Introduction

Lung cancer is the leading cause of cancer-related death, leading to 1.6 million deaths worldwide in 20121. Although cigarette smoking is the major cause of lung cancer, genetic factors may also play a critical role in lung cancer risk. Recent genome-wide association studies (GWAS) have identified numerous loci related to lung cancer risk2,3,4,5,6,7,8,9,10,11. However, because of the stringent screening criteria of GWAS, these loci account for only a small fraction of familial risk of lung cancer. Moreover, limited by the number of sites in the array, many single nucleotide polymorphisms (SNPs) in key genes were not included in reported GWAS studies. An effort on candidate gene strategies might help to uncover the missing heritability12.
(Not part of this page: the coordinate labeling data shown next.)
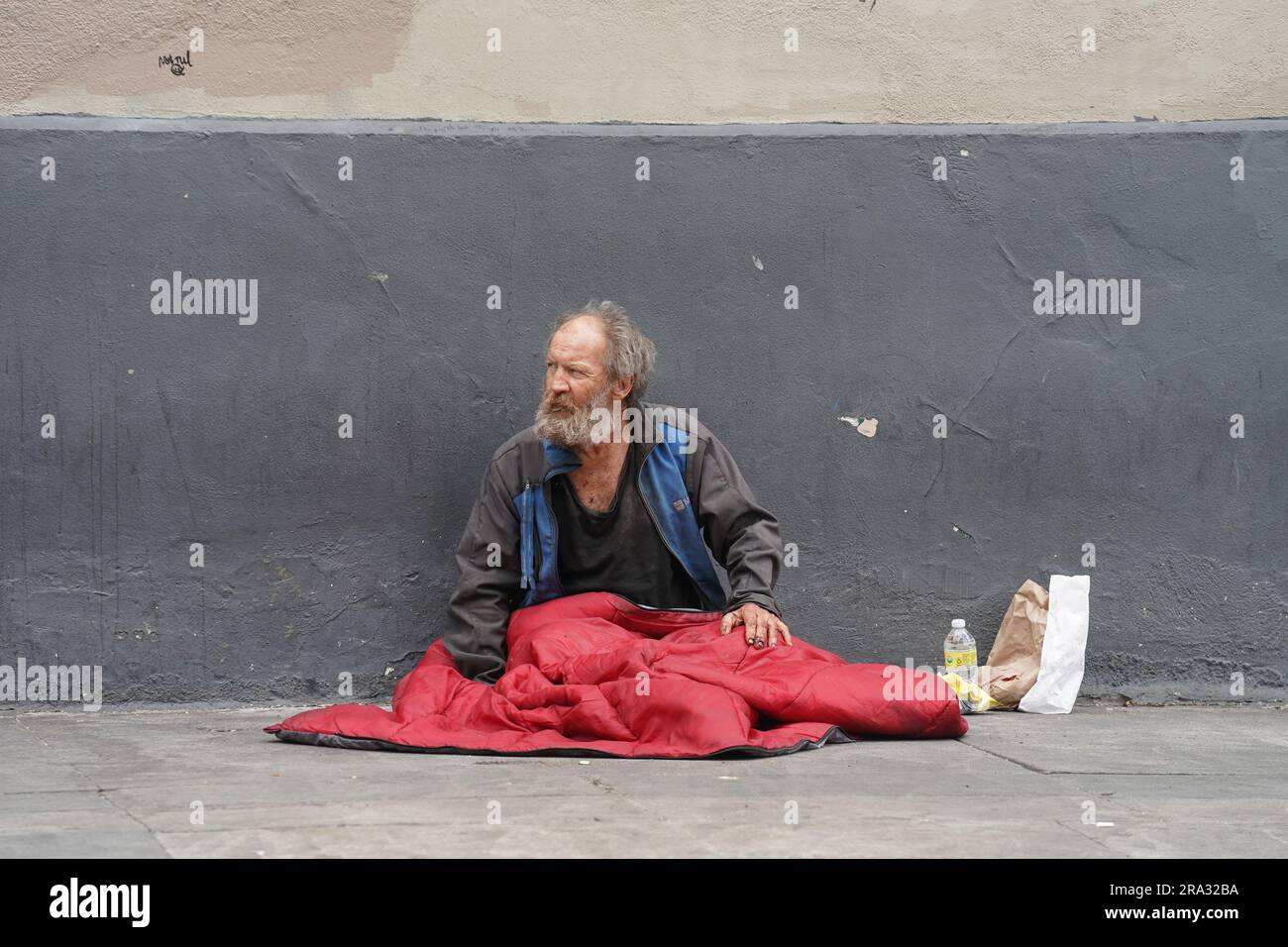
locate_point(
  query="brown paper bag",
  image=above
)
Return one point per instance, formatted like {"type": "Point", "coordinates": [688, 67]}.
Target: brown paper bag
{"type": "Point", "coordinates": [1013, 664]}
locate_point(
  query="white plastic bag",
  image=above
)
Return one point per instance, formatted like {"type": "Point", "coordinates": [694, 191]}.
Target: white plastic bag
{"type": "Point", "coordinates": [1064, 650]}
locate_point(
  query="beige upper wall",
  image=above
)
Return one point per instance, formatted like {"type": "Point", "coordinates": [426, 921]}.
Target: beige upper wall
{"type": "Point", "coordinates": [673, 60]}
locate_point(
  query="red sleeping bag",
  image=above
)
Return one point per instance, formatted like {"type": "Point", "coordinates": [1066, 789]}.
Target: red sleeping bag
{"type": "Point", "coordinates": [593, 674]}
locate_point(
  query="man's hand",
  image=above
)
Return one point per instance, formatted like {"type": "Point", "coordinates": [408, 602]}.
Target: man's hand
{"type": "Point", "coordinates": [760, 624]}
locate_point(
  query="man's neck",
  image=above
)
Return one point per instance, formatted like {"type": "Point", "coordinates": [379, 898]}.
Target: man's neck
{"type": "Point", "coordinates": [604, 455]}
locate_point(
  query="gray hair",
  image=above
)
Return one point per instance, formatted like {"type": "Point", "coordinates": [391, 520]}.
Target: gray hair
{"type": "Point", "coordinates": [629, 354]}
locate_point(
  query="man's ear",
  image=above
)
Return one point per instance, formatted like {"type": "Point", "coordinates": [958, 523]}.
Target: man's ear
{"type": "Point", "coordinates": [622, 388]}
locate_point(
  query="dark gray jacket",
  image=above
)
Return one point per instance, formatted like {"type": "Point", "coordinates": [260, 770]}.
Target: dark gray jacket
{"type": "Point", "coordinates": [507, 552]}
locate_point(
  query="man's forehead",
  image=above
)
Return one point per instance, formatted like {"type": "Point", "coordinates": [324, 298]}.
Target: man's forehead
{"type": "Point", "coordinates": [579, 339]}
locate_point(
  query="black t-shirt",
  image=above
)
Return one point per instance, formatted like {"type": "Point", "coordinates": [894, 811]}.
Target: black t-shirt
{"type": "Point", "coordinates": [618, 551]}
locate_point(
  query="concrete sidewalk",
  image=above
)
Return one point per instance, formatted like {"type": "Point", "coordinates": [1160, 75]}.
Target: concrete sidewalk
{"type": "Point", "coordinates": [1102, 783]}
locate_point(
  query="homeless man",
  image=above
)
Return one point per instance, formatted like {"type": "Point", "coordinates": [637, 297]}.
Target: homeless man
{"type": "Point", "coordinates": [565, 510]}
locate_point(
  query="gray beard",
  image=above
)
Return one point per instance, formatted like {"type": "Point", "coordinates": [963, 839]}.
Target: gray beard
{"type": "Point", "coordinates": [571, 429]}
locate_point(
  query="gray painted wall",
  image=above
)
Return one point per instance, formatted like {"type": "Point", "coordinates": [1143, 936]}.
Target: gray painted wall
{"type": "Point", "coordinates": [915, 298]}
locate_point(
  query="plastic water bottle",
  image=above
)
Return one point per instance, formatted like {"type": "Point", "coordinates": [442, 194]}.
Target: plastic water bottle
{"type": "Point", "coordinates": [960, 654]}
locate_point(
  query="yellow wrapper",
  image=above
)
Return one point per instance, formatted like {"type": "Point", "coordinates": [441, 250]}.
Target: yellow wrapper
{"type": "Point", "coordinates": [971, 697]}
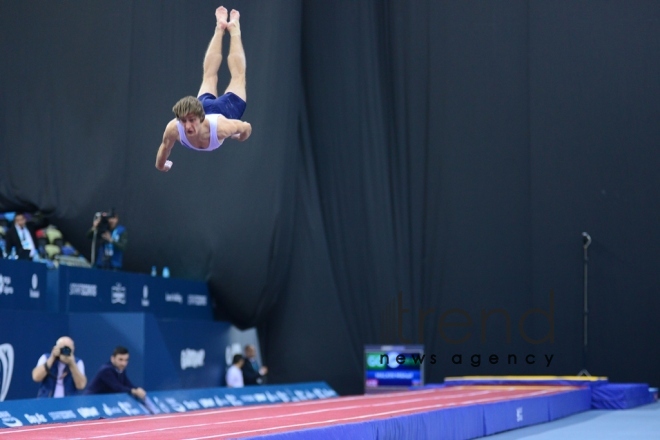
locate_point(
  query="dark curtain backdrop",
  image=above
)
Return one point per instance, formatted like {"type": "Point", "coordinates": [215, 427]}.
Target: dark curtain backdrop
{"type": "Point", "coordinates": [413, 165]}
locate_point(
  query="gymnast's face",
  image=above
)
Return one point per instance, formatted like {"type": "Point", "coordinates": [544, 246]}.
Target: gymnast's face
{"type": "Point", "coordinates": [191, 124]}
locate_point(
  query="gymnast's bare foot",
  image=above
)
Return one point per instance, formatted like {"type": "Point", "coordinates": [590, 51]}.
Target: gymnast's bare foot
{"type": "Point", "coordinates": [221, 18]}
{"type": "Point", "coordinates": [233, 25]}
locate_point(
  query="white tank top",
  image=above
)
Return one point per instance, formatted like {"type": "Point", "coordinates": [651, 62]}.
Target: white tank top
{"type": "Point", "coordinates": [213, 135]}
The mutation patterns of cancer genome are the aggregate outcome of multiple mutational processes leaving a characteristic mutational signature determined by the mechanisms of DNA damage and repair. APOBEC belongs to the family of cytidine deaminases and functions in RNA editing, humoral or innate immunity and DNA demethylation by catalyzing deamination of cytidine to uracil in single-stranded DNA (ssDNA) or RNA13,14,15. It was recently proposed to play an important role in generating particular genome-wide mutational signatures and induce clusters of localized hypermutation in human cancer genomes, named “kataegis”16,17. The study of APOBEC signature mutation based on whole-exome sequence data from The Cancer Genome Atlas (TCGA) suggests that cytosine deamination catalyzed by APOBEC enzymes is a mutagenic mechanism in multiple cancer types, including lung cancer18,19. Results from next-generation sequencing further showed that APOBECs induced base substitutions in tumor genomes with a stringent TCW motif (where W corresponds to either A or T) and this pattern was widespread in multiple human cancers20. Moreover, higher expression of APOBEC3B was identified significantly associated with the increased APOBEC signature mutations in lung cancer21,22.

However, even though the role of APOBEC in lung cancer genome has been identified, the association between genetic variants of APOBEC genes and susceptibility of lung cancer is still unknown. Here, we systematically screened common missense variants with predicted damaging effects in the exon regions of 10 APOBEC core genes (APOBEC1, APOBEC2, APOBEC3A, APOBEC3B, APOBEC3C, APOBEC3D, APOBEC3F, APOBEC3G, APOBEC3H, and APOBEC4) and conducted a case-control study including 1,200 cases and 1,253 controls to investigate the associations between these variants and lung cancer risk.

Results

As shown in Table 1, the distributions of age and gender between the two groups were comparable. The proportion of smokers was significantly higher in lung cancer cases than those in controls (61.34% vs. 48.36%).

Table 1 Demographic characteristics of the subjects in this study.

Genotyping rates for rs10911390, rs139293 and rs139299 were 100%, 98.12% and 99.96%, respectively. The observed genotype frequencies for these SNPs were in agreement with Hardy-Weinberg equilibrium in controls (Table 2). The genotype distributions of these three variants between cases and controls are shown in Table 2. The T allele of rs139293 was significantly associated with decreased risk of lung cancer with a per-allele adjusted odds ratio (OR) of 0.76 (95% confidence interval (95% CI): 0.63–0.91, P = 0.002). However, no significant associations were observed for the remaining two SNPs (rs10911390 and rs139299). To further characterize the association of rs139293 and lung cancer risk, stratified analysis was performed by age, sex, smoking status, smoking levels and histological types. The associations remained significant in the older subjects, never smokers, patients with squamous cell carcinoma and both males and females. However, no significant heterogeneity was found between any subgroups (Table 3).

Table 2 Association of variants in APOBEC genes with lung cancer risk.
Table 3 Stratified analysis on the associations of rs139293 in APOBEC3H with lung cancer risk.

As stated in the strategies of SNP selection, rs139293 was predicted to be as “probably damaging” in PolyPhen2 database. The SNP may contribute to the development of lung cancer by affecting the structure and function of APOBEC3H or it may also act as proxy of multiple rare variants. Dense fine-mapping of known regions usually identified novel functional rare variants23,24. To further evaluate the rare variants in the identified region, we annotated all rare SNPs located at the exons of APOBEC3H and in linkage disequilibrium with rs139293 (D’ = 1). Three rare variants were identified and all predicted to be deleterious according to SIFT or Polyphen2 database (Supplementary Table S2).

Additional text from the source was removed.